Les concerts du groupe à Bercy font partie des temps forts de leurs tournées. Il fut l'un des tout premiers à remplir les 17000 places du palais en 1984. Depuis, les membres du groupe reconnaissent "qu'il se passe toujours quelque chose de spécial dans cette salle". En témoigne le DVD live tiré de la tournée d'Exciter intitulé One night in Paris.

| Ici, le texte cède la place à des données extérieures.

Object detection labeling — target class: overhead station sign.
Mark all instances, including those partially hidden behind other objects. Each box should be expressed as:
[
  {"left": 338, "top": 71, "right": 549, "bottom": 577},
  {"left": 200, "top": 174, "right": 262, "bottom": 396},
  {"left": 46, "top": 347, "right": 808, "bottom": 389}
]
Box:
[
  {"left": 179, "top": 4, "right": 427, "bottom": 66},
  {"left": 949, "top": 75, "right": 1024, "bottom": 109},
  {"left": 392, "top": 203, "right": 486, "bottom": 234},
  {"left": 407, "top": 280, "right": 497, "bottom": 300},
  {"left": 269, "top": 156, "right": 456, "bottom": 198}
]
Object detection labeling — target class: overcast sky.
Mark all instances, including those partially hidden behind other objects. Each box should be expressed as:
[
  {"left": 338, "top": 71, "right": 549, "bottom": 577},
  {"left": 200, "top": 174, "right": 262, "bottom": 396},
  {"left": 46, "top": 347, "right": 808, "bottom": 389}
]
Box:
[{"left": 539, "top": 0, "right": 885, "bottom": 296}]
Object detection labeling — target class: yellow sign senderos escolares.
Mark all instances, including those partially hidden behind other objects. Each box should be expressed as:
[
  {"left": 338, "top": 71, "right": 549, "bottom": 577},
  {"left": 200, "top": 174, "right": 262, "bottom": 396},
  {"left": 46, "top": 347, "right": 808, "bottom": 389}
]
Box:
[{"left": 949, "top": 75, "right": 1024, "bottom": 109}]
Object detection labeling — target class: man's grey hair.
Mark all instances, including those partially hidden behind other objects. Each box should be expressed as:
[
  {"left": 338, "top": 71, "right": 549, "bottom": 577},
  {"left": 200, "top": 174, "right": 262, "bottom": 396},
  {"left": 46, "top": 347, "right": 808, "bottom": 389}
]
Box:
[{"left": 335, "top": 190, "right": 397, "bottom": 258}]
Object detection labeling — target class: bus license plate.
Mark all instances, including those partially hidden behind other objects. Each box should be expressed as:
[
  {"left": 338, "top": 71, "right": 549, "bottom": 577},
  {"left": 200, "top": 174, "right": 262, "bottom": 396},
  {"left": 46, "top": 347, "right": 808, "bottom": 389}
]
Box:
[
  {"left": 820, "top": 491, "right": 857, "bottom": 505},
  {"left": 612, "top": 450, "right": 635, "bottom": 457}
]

Ce soir-là, Depeche Mode vient défendre sur scène son dernier album Playing the angel, que certains n'attendaient plus après les opus solo des deux principaux protagonistes du groupe. Pourtant le trio est au complet, soutenu justement par le clavier et le batteur qui accompagnaient chacun de leur côté les deux susnommés pendant leur tournée personnelle. Martin Gore, compositeur en chef du groupe et chanteur occasionnel, arbore, fidèle à son habitude, une tenue extravagante, ailes d'ange noir et bonnet orné d'une crête en plume. Le ridicule ne tue pas, bien heureusement, sinon Gore serait enterré mille fois à cause des ses accoutrements. Dave Gahan, toujours plus élégant, quittera malgré tout très vite veste et chemise pour nous exposer sa collection de tatouages hérités de la période Songs of faith and devotion.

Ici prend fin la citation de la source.